Similar to previous mesocosm CO2 perturbation studies (e.g., Engel et al. 2005; Schulz et al. 2008), a phytoplankton bloom was initiated by adding nitrate and phosphate to the bags on day t0, aiming to increase nitrate concentrations from below detection limit to 10 μmol l−1 and phosphate from initial concentrations of about 0.15 to 0.65 μmol l−1. Since the exact volumes of the bags were unknown (due to the flexible walls), nutrients were added in two steps. The first addition was based on a conservative estimate, significantly smaller than the theoretical volume of 37.7 m3. Measured nutrient concentrations in depth-integrated (0–9.5 m) samples collected with an Integrating Water Sampler, IWS (HYDROBIOS), a couple of hours after the addition revealed that water volume was indeed larger and differed between mesocosms by up to 20 %. Nitrate and phosphate were therefore added a second time, in different amounts to each mesocosm, on the morning of day t2 to achieve the targeted addition of 10 μmol l−1 of nitrate and 0.5 μmol l−1 of phosphate. However, as nutrients are relatively quickly taken up by marine phytoplankton (1.2–1.6 μmol l−1 of nitrate between day t0 and day t1), they are not ideal tracers of mesocosm volume. Therefore, it is possible that slightly different nutrient concentrations were added to each mesocosm.

Measurement of nitrate and phosphate followed the methods described in Hansen and Koroleff (1999).

Carbonate chemistry measurements and calculations

Carbonate chemistry was calculated from pH and total alkalinity (TA) with the temperature- and salinity-dependent stoichiometric equilibrium constants for carbonic acid determined by Mehrbach et al. (1973) as refitted by Lueker et al. (2000). TA was determined by potentiometric titration as described in Dickson et al. (2003) and (2007) on depth-integrated (0–9.5 m) water samples collected with depth-integrating water samplers (IWS Integrating Water Sampler, HYDROBIOS) in each mesocosm and the surrounding water about every other day. pH profiles were measured by means of a CTD-mounted sensor (see "CTD operation section and "pH correction" section for details).

For calculations of reported fCO2 levels on day t1, mean water column (0–9.5 m) pH was derived from respective profiles (for pH correction, see "pH correction" section) on this day and used together with linearly interpolated TA values derived from depth-integrated (0–9.5 m) TA measurements in each mesocosm on days t0 and t2. fCO2 levels reported for day t4 were derived analogously.
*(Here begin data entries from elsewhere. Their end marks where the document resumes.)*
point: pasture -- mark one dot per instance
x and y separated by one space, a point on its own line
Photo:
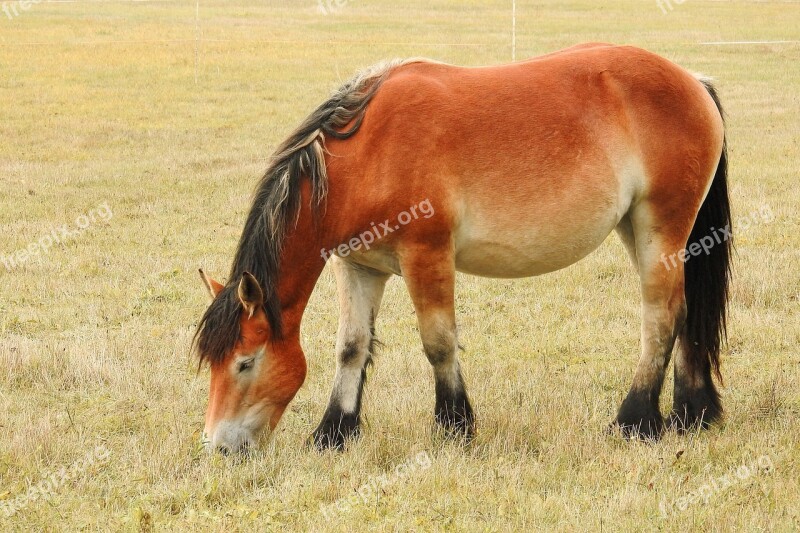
143 128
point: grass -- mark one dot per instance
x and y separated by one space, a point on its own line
100 104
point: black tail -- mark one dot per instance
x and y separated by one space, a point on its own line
708 276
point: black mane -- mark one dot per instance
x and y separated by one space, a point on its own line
275 206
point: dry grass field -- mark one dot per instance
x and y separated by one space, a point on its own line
143 129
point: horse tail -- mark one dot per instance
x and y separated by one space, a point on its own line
707 276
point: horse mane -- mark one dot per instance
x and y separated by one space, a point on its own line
276 203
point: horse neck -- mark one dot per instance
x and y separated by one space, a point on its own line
300 267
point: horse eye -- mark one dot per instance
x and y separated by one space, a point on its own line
246 365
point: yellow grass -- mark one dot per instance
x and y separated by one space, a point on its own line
100 105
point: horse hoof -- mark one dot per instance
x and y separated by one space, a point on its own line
333 434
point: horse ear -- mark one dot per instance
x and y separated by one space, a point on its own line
213 286
250 294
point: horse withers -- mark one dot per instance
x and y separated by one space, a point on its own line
524 169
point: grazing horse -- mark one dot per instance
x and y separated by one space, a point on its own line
422 169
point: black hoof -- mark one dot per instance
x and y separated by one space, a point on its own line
639 419
334 431
456 418
696 409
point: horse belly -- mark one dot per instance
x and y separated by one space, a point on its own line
507 243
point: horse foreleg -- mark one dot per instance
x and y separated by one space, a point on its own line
360 292
430 277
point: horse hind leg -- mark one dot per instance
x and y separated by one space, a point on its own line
663 314
360 292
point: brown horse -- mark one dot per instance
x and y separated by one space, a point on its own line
422 169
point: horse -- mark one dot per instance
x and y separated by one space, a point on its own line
420 169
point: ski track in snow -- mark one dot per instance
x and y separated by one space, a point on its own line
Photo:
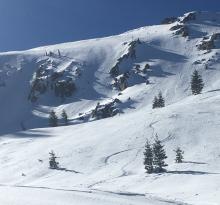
95 191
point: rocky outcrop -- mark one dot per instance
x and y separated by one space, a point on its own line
115 71
46 79
208 42
106 110
169 20
180 29
120 82
189 17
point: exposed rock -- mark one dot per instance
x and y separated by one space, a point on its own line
64 88
106 110
169 20
115 71
120 82
176 27
189 17
180 29
208 42
206 45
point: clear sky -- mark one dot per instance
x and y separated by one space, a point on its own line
30 23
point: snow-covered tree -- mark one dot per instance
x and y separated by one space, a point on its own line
158 101
155 102
53 120
159 155
179 155
161 101
53 164
196 83
148 158
64 117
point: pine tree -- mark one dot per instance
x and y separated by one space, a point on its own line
148 158
179 155
155 102
64 117
53 120
159 155
196 83
161 101
158 101
53 164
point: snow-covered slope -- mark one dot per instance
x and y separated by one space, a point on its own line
103 159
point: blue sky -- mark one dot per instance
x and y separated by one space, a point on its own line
30 23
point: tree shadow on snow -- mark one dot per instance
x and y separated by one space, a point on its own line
192 162
190 172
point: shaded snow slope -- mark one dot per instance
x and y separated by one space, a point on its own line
105 157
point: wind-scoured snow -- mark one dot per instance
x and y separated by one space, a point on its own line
102 160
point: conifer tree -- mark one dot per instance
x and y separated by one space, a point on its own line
159 155
161 101
155 102
179 155
148 158
196 83
53 120
64 117
158 101
53 164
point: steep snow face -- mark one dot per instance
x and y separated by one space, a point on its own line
158 55
123 73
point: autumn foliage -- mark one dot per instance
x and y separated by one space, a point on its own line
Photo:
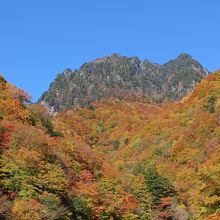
120 159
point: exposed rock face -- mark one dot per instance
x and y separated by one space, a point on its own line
117 75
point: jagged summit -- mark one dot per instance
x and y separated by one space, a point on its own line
116 76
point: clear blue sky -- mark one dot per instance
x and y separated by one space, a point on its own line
40 38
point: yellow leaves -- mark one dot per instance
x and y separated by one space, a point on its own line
51 177
26 209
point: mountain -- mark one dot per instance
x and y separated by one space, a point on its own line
119 76
122 159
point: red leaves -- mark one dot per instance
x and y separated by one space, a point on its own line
129 203
86 176
5 134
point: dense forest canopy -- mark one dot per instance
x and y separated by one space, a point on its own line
115 159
Note that TA changed only marginally during the 14 days of the experiment (10–20 μmol kg−1), mainly due to nitrate utilization and evaporation.

DIC profiles were calculated from corrected pH profiles (see "pH correction" section for details) and measured depth-integrated (0–9.5 m) TA (on day t5), assuming that total alkalinity was constant with depth. This assumption is supported by the even salinity distribution in the upper 9.5 m of the mesocosms (compare Fig. 1) and negligible contributions of calcifying organisms (D. Rossol, GEOMAR, pers. comm).
Fig. 1

Measured vertical distribution of salinity (a), temperature (b) and density anomaly σT (c) with time in mesocosm M4. Temperature is reported in degrees Celsius and σT in kg/m3. Vertical numbers give mean values of the respective parameter in the water column (0.3–11 m) at each cast. Salinity, temperature and density changes with time are virtually identical in all mesocosms

Overall uncertainties in calculated fCO2 and DIC were determined according to Dickson (2010) from estimated uncertainties in pH (0.04 pH units) and total alkalinity (3 μmol kg−1). Uncertainties in calculated fCO2 ranged between 40 and 120 μatm, while those in DIC between 9 and 12 μmol kg−1. These uncertainty estimates are probably upper limits as coulometric DIC measurements on days t2 and t13 are only 2–5 μmol kg−1 off the calculated values. Note that estimated uncertainties are the uncertainties in absolute values/concentrations and that the uncertainties in changes over time (e.g., pH or DIC) relative to starting conditions are less. This is reflected in the relatively smooth increase in pH during the night in all mesocosms, suggesting an uncertainty in pH change of about 0.01, corresponding to an uncertainty in DIC change of about 3 μmol kg−1, or even less (for precision of the pH sensor, see next section).

CTD operation

Profiles of salinity, temperature, turbidity, Chl a and pH were collected every two hours starting at 19:00 on day t3 with a cast in the Baltic close to mesocosm M1, followed by M1 (although excluded), M2, M3, M4, M5 and M6. The last CTD cast was on the following day at 22:30 in mesocosm M6. The CTD (memory probe CTD 60M, Sea and Sun Technology) was equipped with an ADM 7-pole conductivity cell (∼0.02 salinity units accuracy and ∼0.005 salinity units precision), a Sea and Sun Technology PT100 temperature sensor (∼0.005 °C accuracy and better than ∼0.001 °C precision), a Seapoint turbidity meter, a Turner Design CYCLOPS-7 fluorometer for Chl a and an AMT pH sensor (pressure-balanced glass electrode together with an Ag/AgCl reference electrode in a plastic housing) with a response time of about 1 second (∼0.005 pH units precision). From measured conductivity, temperature and pressure, practical salinity was calculated with the UNESCO PSS-78 formulation proposed by Lewis (1980). Density anomaly (σT) was calculated from salinity, temperature and pressure according to Fofonoff and Millard (1983).

Chlorophyll a correction

Mean water column (0–9.5 m) Chl a concentrations, derived from CTD profiles, were compared to measurements from GF/F filters of depth-integrated (0–9.5 m) water samples that were analyzed fluorometrically according to Welschmeyer (1994). A linear regression (adjusted R 2 = 0.948,   n = 65,   p ≤ 0.001) was used to correct the CTD-measured profiles for an offset.

pH correction

For potentiometric pH measurements in seawater, the pH electrode is recommended to be calibrated with synthetic seawater buffers, namely TRIS (2-amino-2-hydroxy-methyl-1,3-propanediol) and 2-aminopyridine adjusted to in situ salinities (Dickson et al. 2007; Dickson 2010). However, this procedure is difficult when the pH electrode is CTD mounted. Therefore, a different approach was chosen here.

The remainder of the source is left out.